And I am speaking solely from my knowledge of US History.

"Bi-Product of the industrial revolution." retirement came about SOLELY
because of the industrial revolution. Prior to that most people were artisans
and self-employed. However, once everyone got onto an assembly line, older
people who couldn't keep up started gumming up the works. And they were being
laid off in droves. To counteract that, Roosevelt, enacted Social Security as
a form of "Old Age Insurance". Soon after, corporations started pension plans
of their own. And this ushered in the era of "Companies look after their own"
in America.

The point I was trying to make is that it use to be common belief that your
employer would take care of you. It's not that way anymore.
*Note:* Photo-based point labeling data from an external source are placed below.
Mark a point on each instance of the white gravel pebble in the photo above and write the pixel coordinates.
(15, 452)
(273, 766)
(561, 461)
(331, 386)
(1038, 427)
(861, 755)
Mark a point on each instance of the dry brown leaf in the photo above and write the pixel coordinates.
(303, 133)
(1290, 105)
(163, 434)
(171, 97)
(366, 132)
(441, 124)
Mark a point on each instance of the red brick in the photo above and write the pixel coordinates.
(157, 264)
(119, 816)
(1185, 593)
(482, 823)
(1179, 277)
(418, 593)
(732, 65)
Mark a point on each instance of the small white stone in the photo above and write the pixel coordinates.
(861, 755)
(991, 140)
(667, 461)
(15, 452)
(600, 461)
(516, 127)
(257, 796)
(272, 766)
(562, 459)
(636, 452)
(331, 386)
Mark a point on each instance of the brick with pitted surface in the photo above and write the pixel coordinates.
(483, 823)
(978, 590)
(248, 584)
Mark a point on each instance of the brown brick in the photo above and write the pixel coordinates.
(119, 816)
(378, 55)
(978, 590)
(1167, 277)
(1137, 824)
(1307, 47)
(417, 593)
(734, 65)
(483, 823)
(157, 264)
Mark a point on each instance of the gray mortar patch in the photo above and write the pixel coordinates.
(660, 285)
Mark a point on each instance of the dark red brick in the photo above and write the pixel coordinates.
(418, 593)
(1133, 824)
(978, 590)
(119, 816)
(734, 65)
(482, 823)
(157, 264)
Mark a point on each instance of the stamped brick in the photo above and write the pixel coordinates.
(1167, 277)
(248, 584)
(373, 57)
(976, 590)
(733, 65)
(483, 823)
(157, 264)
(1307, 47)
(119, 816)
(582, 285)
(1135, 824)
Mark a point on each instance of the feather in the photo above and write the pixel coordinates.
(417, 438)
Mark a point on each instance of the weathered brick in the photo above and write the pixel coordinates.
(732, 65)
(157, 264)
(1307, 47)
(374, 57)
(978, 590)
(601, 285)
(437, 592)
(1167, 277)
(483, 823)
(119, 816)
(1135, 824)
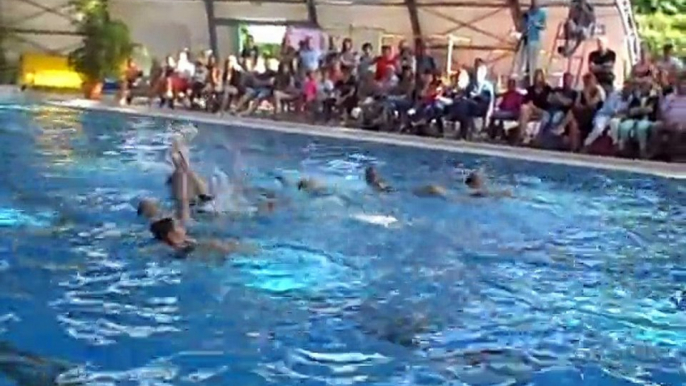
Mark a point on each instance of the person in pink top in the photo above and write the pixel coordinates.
(510, 103)
(509, 108)
(310, 87)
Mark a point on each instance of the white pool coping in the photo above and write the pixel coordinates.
(661, 169)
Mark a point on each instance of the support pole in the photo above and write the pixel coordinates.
(312, 12)
(516, 12)
(412, 9)
(451, 47)
(211, 26)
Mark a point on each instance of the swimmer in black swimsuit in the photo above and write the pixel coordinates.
(376, 182)
(28, 369)
(477, 187)
(198, 192)
(171, 232)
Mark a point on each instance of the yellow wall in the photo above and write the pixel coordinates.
(40, 70)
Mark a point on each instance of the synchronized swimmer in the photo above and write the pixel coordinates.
(189, 190)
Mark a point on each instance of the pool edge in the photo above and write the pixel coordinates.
(664, 170)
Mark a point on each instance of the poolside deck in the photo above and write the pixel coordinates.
(667, 170)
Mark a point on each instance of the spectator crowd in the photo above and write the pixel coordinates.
(402, 90)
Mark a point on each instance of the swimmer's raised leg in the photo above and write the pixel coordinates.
(27, 369)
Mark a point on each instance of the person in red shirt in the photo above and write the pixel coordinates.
(383, 62)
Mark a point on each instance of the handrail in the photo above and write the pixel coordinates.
(630, 29)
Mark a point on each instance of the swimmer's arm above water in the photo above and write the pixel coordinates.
(226, 246)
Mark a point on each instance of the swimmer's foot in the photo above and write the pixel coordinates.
(203, 198)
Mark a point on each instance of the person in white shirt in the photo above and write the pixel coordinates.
(184, 68)
(610, 115)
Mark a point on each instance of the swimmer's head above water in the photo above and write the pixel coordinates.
(474, 181)
(167, 231)
(371, 176)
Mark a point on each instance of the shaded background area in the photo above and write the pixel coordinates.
(479, 28)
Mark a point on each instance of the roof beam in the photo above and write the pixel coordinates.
(211, 26)
(516, 12)
(42, 31)
(412, 9)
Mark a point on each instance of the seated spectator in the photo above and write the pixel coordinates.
(645, 68)
(348, 57)
(429, 105)
(589, 101)
(511, 102)
(285, 90)
(609, 116)
(335, 70)
(666, 82)
(167, 88)
(535, 102)
(578, 27)
(326, 95)
(477, 101)
(405, 57)
(383, 62)
(670, 133)
(601, 63)
(509, 108)
(346, 90)
(641, 117)
(185, 69)
(308, 57)
(310, 88)
(423, 61)
(130, 80)
(213, 91)
(668, 62)
(250, 51)
(156, 80)
(259, 88)
(557, 117)
(233, 82)
(389, 81)
(401, 97)
(199, 82)
(366, 60)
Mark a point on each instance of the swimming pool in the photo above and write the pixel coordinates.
(569, 283)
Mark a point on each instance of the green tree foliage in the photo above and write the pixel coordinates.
(667, 7)
(106, 43)
(659, 29)
(661, 22)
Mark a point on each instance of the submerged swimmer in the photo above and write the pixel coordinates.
(374, 180)
(475, 183)
(170, 231)
(197, 189)
(28, 369)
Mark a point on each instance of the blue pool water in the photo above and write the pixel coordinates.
(570, 283)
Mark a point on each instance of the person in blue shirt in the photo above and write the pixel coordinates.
(477, 101)
(533, 24)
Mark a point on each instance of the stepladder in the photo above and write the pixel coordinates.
(574, 64)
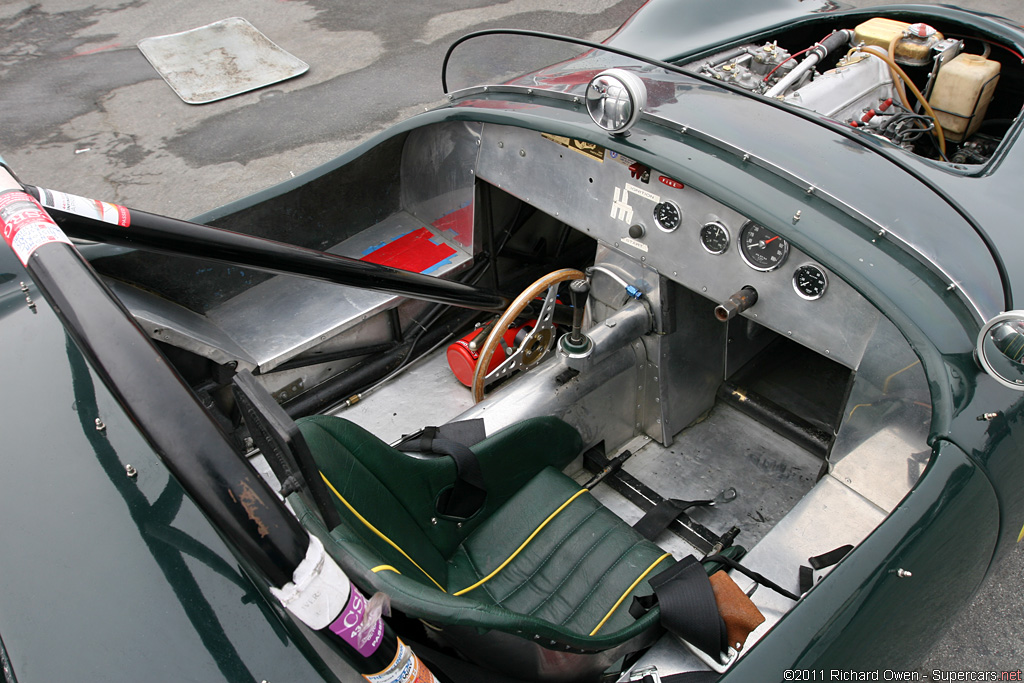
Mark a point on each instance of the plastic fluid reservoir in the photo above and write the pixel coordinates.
(963, 90)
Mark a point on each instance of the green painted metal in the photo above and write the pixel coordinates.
(121, 574)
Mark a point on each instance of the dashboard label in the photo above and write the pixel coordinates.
(589, 150)
(621, 208)
(640, 191)
(635, 244)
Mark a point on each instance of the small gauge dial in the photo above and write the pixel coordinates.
(715, 238)
(762, 249)
(668, 216)
(810, 282)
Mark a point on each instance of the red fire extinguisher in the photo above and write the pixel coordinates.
(464, 353)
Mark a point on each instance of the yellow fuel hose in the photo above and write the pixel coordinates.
(880, 53)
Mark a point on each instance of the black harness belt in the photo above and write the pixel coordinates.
(453, 439)
(688, 607)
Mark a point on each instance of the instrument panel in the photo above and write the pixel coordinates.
(685, 235)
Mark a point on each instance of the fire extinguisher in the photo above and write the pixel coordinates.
(464, 353)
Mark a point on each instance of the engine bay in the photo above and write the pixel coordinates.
(945, 93)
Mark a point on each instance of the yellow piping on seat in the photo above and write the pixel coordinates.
(628, 591)
(524, 544)
(378, 532)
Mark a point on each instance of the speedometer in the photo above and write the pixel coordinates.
(762, 249)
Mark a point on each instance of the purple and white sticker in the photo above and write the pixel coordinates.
(26, 225)
(355, 629)
(81, 206)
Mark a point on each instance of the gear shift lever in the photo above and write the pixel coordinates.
(576, 342)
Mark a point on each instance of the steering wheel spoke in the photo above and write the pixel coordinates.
(538, 342)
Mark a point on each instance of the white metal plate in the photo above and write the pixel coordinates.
(219, 60)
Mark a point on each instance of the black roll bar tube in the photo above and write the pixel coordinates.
(139, 229)
(192, 444)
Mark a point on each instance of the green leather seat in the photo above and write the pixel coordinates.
(538, 582)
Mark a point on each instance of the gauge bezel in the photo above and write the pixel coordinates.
(824, 279)
(657, 221)
(724, 228)
(742, 252)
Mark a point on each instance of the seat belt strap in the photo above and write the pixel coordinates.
(657, 518)
(688, 607)
(820, 562)
(468, 493)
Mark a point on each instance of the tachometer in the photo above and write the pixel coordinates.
(668, 216)
(810, 282)
(761, 249)
(715, 238)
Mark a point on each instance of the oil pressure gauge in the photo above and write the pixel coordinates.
(715, 238)
(810, 282)
(762, 249)
(668, 216)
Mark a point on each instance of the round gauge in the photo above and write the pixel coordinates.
(810, 282)
(761, 249)
(715, 238)
(668, 216)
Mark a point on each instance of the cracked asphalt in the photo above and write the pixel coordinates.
(82, 111)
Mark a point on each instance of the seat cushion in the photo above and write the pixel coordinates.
(579, 571)
(543, 560)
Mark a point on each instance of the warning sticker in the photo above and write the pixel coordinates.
(353, 629)
(80, 206)
(406, 668)
(595, 152)
(418, 251)
(26, 225)
(636, 244)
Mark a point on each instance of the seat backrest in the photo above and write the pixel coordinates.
(388, 499)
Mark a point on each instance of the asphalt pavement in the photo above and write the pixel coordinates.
(82, 111)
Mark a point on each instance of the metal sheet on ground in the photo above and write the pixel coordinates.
(219, 59)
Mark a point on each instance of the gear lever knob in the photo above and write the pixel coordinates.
(579, 293)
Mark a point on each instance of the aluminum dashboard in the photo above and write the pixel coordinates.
(604, 195)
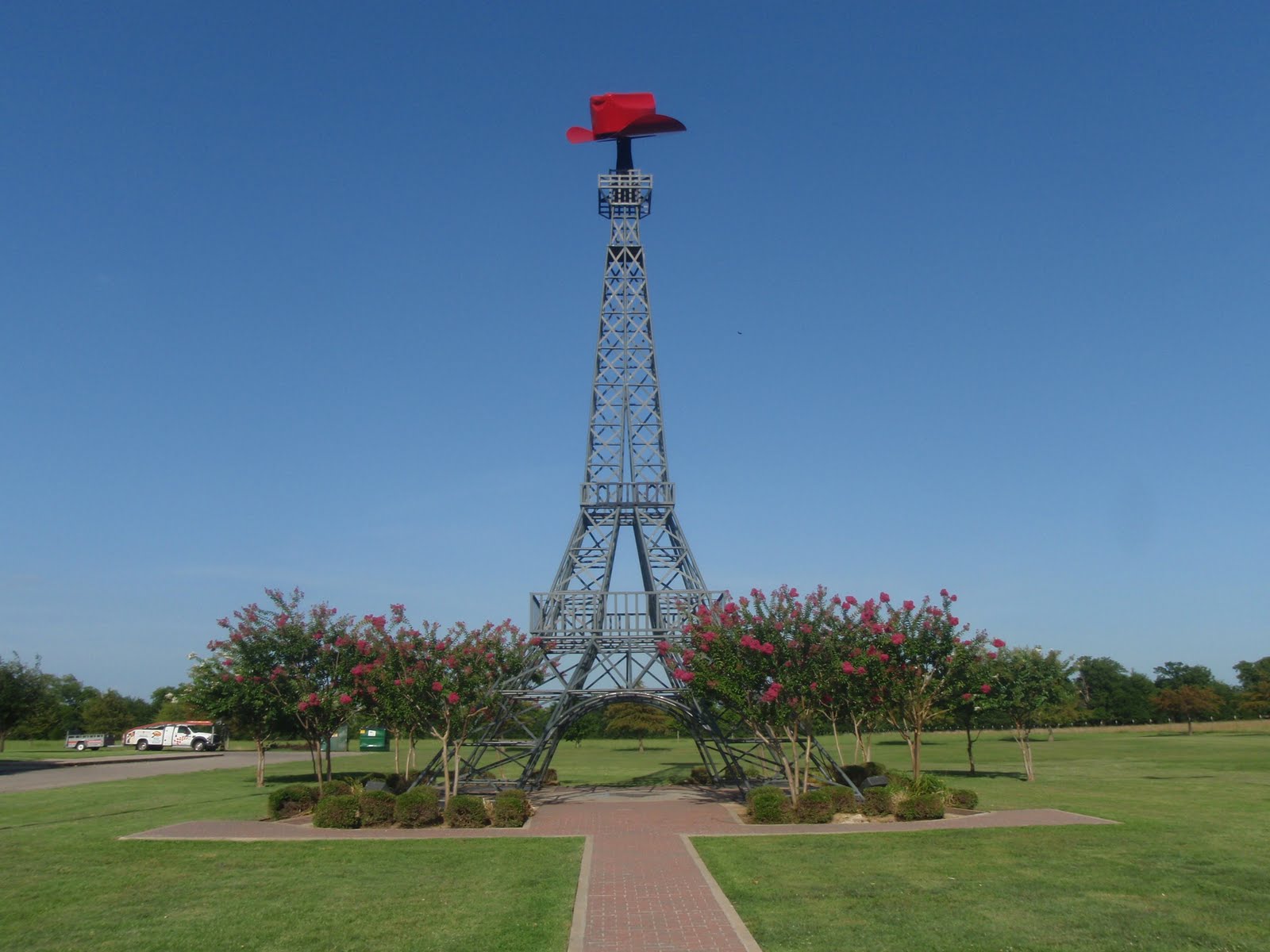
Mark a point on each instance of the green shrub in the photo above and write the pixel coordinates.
(844, 799)
(962, 799)
(876, 803)
(378, 808)
(419, 808)
(511, 808)
(926, 806)
(338, 812)
(340, 789)
(465, 812)
(292, 800)
(768, 805)
(814, 806)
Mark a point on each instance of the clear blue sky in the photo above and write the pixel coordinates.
(306, 295)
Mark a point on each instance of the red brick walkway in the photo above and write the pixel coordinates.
(641, 888)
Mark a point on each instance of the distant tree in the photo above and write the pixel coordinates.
(21, 689)
(635, 720)
(1253, 673)
(1026, 685)
(1175, 674)
(1187, 702)
(1110, 693)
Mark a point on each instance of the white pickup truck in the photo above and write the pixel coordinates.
(182, 735)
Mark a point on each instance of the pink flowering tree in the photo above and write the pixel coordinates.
(922, 655)
(387, 685)
(232, 685)
(764, 659)
(438, 685)
(313, 653)
(1028, 685)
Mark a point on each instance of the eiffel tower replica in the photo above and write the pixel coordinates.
(597, 645)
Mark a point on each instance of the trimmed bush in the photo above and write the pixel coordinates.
(511, 808)
(962, 799)
(844, 799)
(467, 812)
(338, 789)
(292, 800)
(419, 808)
(768, 805)
(338, 812)
(927, 806)
(378, 808)
(814, 806)
(876, 803)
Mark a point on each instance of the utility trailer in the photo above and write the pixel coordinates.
(88, 742)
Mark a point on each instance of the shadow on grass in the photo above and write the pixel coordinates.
(991, 774)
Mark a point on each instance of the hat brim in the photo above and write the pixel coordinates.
(652, 125)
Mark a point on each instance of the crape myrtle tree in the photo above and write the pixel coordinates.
(238, 682)
(765, 658)
(311, 651)
(929, 663)
(385, 685)
(450, 685)
(21, 689)
(1028, 685)
(781, 664)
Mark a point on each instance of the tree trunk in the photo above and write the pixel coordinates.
(1024, 736)
(260, 762)
(315, 762)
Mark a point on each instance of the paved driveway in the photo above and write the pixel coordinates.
(46, 774)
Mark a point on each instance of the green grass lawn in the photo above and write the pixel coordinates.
(1185, 869)
(69, 884)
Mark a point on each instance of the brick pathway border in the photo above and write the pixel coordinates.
(641, 884)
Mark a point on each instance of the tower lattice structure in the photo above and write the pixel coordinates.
(598, 645)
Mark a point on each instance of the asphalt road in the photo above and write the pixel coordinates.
(89, 768)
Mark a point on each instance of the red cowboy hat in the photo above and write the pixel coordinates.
(624, 116)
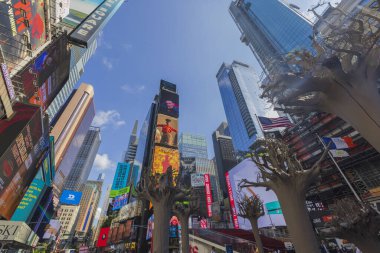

Did I do any better that time?

------
c1sc0
In my unqualified opinion retirement is one of the great lies of the 20th
century. Politicians lying to appease the general population after WWII. Baby-
boomers lying to their children if they still maintain the line today. And you
lying to yourself if you're below 40 and expect to retire 'normally'.
Retirement is the biggest pyramid scheme of them all. Madoff'd be proud.

------
ZeroGravitas
Something I keep thinking about is that if _everyone_ is going to be poor,
then that's relatively the same as _everyone_ being rich. If anything these
stories are good news as if you're lucky then whatever you can scrape together
will make you relatively wealthy compared with others, much like if you'd
retired to a developing nation.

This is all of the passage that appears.